PARIS – A judge has ordered that the 32-year-old man charged with killing four people in Newry and Upton last September will be boarded at a mental institution until his trial.

Christian Nielsen had been staying at the Cumberland County Jail in Portland.

In a July 9 e-mail to the parties involved in the case, defense attorney Ron Hoffman requested that Justice Robert Crowley order Nielsen held at the Riverview Psychiatric Center in Augusta until his trial, which is scheduled to take place in October.

Hoffman states in the e-mail that the parties intend to “insure (Nielsen’s) health and well-being concerning his weight issues…and to also assess any competency issues that will be reviewed prior to trial.”

Riverview Psychiatric Hospital is a state-run, 92-bed facility for the treatment of mental illnesses. It is also the only state-run forensic hospital in Maine, according to Riverview’s Web site, and provides psychiatric services to the correctional system.

Nielsen was initially ordered to undergo a mental health examination at Riverview in early May, after he lost 53 pounds over the course of his incarceration at the Cumberland County Jail. His stay at the center was not to exceed 60 days.

On July 12, Crowley ordered that Nielsen be committed to Riverview for another examination, and that his stay should not exceed 90 days. Under those terms, Nielsen may stay at the facility until mid-October.

Nielsen is accused of murdering four people between Sept. 2 and Sept. 4, 2006. According to law enforcement officials, he shot and killed James Whitehurst, 50, of Batesville, Ark., in Upton on Sept. 2; Julie Bullard, 65, of Newry on Sept. 3; Selby Bullard, 30, and Cindy Beatson, 43, both of Bethel, on Sept. 4.

The decision to hold Nielsen at Riverview has the added effect of releasing the Oxford County Jail from an inmate-swap arrangement with the Cumberland County Jail. After Nielsen assaulted another inmate in the Oxford jail in September, he was moved to the Cumberland jail, which had been charging fees for holding him.

Returning the favor

In February, the counties agreed to a prisoner-swap program, where Cumberland would cease charging Oxford County for boarding costs as long as the Oxford County Jail was holding a Cumberland prisoner.

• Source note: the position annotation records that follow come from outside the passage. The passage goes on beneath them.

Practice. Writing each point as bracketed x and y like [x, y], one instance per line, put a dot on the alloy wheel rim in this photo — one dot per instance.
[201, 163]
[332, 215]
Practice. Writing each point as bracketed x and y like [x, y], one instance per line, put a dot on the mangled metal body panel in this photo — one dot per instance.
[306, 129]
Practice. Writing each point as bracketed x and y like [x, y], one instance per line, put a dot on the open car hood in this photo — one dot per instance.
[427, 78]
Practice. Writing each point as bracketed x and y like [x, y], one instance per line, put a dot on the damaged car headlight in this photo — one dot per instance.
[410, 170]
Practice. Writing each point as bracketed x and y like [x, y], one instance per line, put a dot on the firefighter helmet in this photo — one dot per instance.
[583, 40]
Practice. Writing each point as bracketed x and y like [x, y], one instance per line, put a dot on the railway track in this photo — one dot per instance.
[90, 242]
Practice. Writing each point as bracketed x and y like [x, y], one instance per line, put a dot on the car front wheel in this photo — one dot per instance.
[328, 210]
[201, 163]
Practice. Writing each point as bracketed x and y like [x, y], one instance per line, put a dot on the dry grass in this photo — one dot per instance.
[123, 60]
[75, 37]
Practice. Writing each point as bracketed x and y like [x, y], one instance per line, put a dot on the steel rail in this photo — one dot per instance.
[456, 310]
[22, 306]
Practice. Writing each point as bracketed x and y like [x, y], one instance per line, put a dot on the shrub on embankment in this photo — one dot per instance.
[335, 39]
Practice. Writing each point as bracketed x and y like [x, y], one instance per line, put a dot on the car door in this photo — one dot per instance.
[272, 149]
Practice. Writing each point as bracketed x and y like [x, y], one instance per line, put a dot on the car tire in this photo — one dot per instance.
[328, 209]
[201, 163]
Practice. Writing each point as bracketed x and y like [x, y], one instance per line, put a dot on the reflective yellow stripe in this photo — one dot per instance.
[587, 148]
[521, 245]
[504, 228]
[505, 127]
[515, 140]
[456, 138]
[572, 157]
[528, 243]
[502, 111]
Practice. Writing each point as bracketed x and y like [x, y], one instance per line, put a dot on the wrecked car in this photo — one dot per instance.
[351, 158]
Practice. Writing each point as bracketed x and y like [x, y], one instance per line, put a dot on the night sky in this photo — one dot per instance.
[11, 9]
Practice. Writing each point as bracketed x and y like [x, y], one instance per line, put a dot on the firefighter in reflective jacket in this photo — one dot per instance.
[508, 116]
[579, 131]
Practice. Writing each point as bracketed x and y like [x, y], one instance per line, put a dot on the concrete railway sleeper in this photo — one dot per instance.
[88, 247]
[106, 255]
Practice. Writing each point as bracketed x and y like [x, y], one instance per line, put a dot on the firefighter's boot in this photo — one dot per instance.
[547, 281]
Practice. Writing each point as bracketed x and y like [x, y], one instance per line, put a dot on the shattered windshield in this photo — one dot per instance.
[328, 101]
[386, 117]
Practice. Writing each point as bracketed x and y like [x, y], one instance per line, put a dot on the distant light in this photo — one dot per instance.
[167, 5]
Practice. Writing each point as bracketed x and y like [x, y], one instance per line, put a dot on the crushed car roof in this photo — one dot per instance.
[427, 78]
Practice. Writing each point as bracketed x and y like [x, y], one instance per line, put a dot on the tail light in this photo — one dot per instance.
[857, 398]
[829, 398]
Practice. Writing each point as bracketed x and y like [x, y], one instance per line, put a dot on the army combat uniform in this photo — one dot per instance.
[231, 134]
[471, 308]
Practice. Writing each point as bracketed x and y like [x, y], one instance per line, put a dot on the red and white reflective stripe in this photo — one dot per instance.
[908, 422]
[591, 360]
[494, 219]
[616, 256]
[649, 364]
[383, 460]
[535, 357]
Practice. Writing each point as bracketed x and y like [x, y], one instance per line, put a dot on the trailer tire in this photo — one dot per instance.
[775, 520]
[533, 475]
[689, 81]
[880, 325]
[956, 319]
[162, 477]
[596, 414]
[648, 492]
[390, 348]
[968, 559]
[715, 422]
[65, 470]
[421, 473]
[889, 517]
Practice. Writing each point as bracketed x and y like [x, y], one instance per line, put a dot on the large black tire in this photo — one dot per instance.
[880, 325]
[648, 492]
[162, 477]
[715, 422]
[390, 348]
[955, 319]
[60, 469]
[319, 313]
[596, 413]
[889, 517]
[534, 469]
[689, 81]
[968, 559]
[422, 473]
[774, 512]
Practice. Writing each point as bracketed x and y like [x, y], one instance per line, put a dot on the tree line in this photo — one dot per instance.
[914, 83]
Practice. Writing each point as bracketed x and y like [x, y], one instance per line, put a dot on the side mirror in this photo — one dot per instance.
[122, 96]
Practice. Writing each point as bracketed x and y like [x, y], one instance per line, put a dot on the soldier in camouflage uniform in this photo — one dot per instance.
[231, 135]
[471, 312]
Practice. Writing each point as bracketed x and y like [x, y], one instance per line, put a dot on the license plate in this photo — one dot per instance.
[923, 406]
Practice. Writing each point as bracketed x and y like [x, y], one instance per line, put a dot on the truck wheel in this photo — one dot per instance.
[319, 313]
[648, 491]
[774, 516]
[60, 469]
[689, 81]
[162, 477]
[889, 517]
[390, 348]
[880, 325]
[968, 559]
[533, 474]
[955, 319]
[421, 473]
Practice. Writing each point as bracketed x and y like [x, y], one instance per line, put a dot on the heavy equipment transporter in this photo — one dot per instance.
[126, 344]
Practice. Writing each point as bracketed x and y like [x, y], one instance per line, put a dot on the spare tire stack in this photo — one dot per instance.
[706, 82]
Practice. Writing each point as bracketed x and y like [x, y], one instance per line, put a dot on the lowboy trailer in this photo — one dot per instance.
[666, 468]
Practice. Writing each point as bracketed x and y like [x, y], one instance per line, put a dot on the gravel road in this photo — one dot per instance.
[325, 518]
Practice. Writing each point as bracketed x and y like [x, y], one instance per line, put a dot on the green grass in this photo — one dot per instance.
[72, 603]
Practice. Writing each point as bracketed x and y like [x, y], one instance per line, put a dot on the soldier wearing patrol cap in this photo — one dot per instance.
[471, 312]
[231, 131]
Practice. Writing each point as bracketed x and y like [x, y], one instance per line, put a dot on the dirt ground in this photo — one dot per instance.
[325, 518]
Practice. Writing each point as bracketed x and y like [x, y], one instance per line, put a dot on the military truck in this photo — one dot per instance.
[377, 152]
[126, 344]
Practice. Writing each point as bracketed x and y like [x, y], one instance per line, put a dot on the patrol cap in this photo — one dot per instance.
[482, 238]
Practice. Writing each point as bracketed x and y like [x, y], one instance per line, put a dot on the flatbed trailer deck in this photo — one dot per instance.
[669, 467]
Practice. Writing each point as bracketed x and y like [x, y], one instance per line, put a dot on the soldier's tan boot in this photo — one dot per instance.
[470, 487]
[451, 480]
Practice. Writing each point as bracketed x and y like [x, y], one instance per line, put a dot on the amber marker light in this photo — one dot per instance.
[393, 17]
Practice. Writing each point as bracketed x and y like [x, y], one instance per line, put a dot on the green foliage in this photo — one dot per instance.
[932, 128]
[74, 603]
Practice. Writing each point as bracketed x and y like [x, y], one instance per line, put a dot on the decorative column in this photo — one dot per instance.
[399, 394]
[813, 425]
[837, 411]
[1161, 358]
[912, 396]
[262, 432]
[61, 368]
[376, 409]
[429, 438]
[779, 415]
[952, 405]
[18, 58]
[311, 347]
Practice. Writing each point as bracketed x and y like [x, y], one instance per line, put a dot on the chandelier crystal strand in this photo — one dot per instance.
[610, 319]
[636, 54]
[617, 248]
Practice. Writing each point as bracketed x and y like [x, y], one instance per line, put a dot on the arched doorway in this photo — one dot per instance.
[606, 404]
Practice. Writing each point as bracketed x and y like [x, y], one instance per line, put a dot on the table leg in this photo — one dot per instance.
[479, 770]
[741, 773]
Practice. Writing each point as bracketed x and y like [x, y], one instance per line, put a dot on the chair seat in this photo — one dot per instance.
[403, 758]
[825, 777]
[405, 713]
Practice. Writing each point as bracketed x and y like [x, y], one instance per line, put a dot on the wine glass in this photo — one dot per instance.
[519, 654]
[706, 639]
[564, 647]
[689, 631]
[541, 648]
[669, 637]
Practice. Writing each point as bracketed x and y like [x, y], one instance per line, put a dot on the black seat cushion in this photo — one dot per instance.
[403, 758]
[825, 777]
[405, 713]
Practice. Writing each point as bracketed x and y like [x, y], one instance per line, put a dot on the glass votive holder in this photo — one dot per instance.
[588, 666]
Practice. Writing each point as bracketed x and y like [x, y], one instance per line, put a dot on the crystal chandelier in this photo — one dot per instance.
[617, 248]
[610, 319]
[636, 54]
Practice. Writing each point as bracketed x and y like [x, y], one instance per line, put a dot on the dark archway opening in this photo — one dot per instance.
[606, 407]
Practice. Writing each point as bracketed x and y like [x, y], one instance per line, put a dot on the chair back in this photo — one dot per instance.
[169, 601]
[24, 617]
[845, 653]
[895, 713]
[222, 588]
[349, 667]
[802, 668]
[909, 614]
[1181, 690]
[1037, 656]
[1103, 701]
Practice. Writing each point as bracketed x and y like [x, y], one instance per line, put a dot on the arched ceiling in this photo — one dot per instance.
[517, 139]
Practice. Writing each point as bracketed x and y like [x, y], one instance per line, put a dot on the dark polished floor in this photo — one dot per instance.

The Oxford jail is boarding a Cumberland prisoner, but will not charge that county for his time there while Nielsen is at Riverview, said Capt. Ernest Martin, administrator of the Oxford County Jail. “I wouldn’t feel comfortable doing that,” he added.

Martin said he appreciated that Maj. Francine Breton of the Cumberland jail agreed to the swap program. He also said the Cumberland jail was not obligated to agree to the program, which he estimates has saved Oxford County about $15,000.

“I certainly don’t want to burn bridges with Cumberland County, because they did us a huge favor,” said Martin of his decision not to charge Cumberland for holding one of Oxford’s prisoners. “It was a courtesy, and I wanted to return the courtesy.”

The county jail has been holding Eric Batchelder, 26, of Bryant Pond, since May 5. Batchelder is serving a six-month sentence out of Cumberland County for operating after habitual offender revocation, operating under the influence, failure to give correct name and address, and violation of conditions of release.

Martin said Batchelder is serving as a trustee in the jail kitchen in order to earn deductions on his sentence and that the Cumberland County Jail is paying for Batchelder’s prescription medication. He said these factors also contributed to his decision.

Assistant Attorney General Andrew Benson said he believes a jury for Nielsen’s trial will be selected on October 10.

“I have no reason to believe it will be anywhere other than Oxford County,” said Benson.

Martin said he is not sure at the moment who will be taking care of Nielsen during his trial, but believes he might be staying at the Oxford County Jail in order to facilitate communication between him and his attorneys.

“We wouldn’t integrate him,” said Martin.

If the State Forensic Service determines Nielsen to be suicidal, Martin says he will be placed in a holding cell where he will have one-on-one supervision. He may also be kept in a single cell, segregated from other inmates. Martin said the State Forensic Service will forward recommendations to the jail regarding concerns about Nielsen and any required medication.

Nielsen has undergone several mental health evaluations since his arrest. While the results have not been made public, Dr. Ann LeBlanc, who heads the State Forensic Service, testified at a hearing earlier this month that Nielsen suffered from schizoid and personality disorders, but not psychosis.

Nielsen told state police detectives during an interview that he committed the murders, and Crowley recently ruled the statements admissible as evidence.